Die Führung der Partei besteht im Wesentlichen aus Leuten, die – wohl deshalb, weil sie zur Führung zählen, nicht zugeben würden, dass die Agenda 2010 gesellschaftspolitisch falsch gewesen ist. Sie berufen sich lieber auf die gesellschaftlichen Kreise (Unternehmer und ihre Lobbyisten), die immer weiter behaupten, die Agenda sei der Grund dafür, dass Deutschland nach der Finanzkrise wesentlich stärker dasteht als die meisten anderen Länder. Keiner von ihnen sagt etwas anderes. Auch nicht Ralf Stegner oder Andrea Nahles, von denen ich das als erste erwarten würde.

Viele wissen um die verheerende Wirkung für die SPD.

Die enorme Wettbewerbsfähigkeit, die trotz überschaubarer Lohnerhöhungen im Wesentlichen den Unternehmen und ihren Gewinnen zugute gekommen sind, wird niemand übersehen haben. Die Europäische Kommission hat beanstandet, dass die hervorragende Wettbewerbsfähigkeit Deutschlands seit Jahren zu Lasten anderer EU-Mitgliedsstaaten ginge.  Unsere Regierung hielt dagegen, die OECD und deutsche Wirtschaftsinstitute (natürlich) ebenso.

Die deutsche Produktivität sei weniger stark gewachsen als die Lohnstückkosten. Die Lohnstückkosten in anderen Ländern, beispielsweise der USA, liegt demnach 25% unter denen in Deutschland. So liest man es in Wirtschaftsnachrichten immer mit dem Appell verbunden, nur ja Maß und Mitte bei den Lohnforderungen im Auge zu behalten.

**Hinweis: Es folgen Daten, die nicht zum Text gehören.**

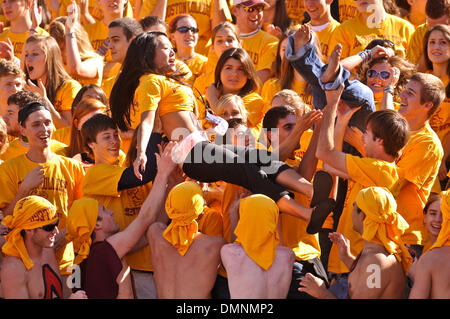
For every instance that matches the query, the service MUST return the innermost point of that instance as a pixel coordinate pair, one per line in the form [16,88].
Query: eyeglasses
[258,9]
[186,29]
[373,74]
[49,228]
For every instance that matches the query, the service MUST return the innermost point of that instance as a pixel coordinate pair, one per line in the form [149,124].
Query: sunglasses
[186,29]
[253,9]
[50,227]
[373,74]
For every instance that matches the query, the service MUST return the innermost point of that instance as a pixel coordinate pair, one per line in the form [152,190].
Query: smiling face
[224,39]
[106,147]
[38,129]
[248,19]
[233,76]
[35,61]
[164,59]
[433,218]
[438,48]
[185,38]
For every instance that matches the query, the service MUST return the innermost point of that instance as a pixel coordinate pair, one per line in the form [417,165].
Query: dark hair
[273,116]
[445,29]
[22,98]
[432,90]
[392,128]
[139,60]
[406,68]
[92,127]
[151,21]
[130,27]
[79,96]
[242,56]
[437,8]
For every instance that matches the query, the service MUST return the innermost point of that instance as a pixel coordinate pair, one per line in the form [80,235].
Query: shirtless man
[105,273]
[432,279]
[257,266]
[30,270]
[379,271]
[185,266]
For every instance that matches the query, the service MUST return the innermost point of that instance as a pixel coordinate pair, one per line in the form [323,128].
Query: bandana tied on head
[383,225]
[183,205]
[30,212]
[81,221]
[257,229]
[444,234]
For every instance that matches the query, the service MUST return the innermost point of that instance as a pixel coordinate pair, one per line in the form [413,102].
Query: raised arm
[124,241]
[326,151]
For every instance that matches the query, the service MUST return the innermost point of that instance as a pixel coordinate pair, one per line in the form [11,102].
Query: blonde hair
[233,99]
[291,98]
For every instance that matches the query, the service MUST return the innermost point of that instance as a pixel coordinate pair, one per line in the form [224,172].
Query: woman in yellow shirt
[184,35]
[437,57]
[79,57]
[236,74]
[149,57]
[43,64]
[286,77]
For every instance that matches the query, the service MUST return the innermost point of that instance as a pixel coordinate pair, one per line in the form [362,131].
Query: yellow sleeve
[256,108]
[371,172]
[102,179]
[65,95]
[149,93]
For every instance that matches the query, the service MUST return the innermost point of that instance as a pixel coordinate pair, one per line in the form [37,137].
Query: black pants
[253,169]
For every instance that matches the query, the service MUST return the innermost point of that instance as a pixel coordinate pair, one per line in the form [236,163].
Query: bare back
[377,275]
[190,276]
[247,280]
[42,281]
[432,278]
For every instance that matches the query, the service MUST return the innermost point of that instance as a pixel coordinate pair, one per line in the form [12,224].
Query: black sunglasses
[50,227]
[186,29]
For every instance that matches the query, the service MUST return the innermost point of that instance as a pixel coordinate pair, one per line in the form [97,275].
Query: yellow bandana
[183,205]
[257,229]
[383,225]
[444,234]
[30,212]
[81,221]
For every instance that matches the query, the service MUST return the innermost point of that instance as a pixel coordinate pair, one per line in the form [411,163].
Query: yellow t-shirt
[262,48]
[418,165]
[415,48]
[293,229]
[355,35]
[101,183]
[295,10]
[61,186]
[16,148]
[364,172]
[273,86]
[18,39]
[197,65]
[201,10]
[66,94]
[440,121]
[167,95]
[347,10]
[325,38]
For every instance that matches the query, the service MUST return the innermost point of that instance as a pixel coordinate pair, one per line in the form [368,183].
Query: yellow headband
[383,225]
[444,234]
[30,212]
[257,229]
[183,205]
[81,221]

Die Union verlangt von den gebeutelten »Südländern« Europas ihre Politik am deutschen Beispiel auszurichten. Dort gibt es dafür weder die politischen noch die gesellschaftlichen Mehrheiten. Die Leute gehen auf die Straße, sobald auch nur ein Hauch der deutschen Agenda-Politik fühlbar wird. Das Beispiel Frankreich im letzten Jahr ist dafür ein gutes.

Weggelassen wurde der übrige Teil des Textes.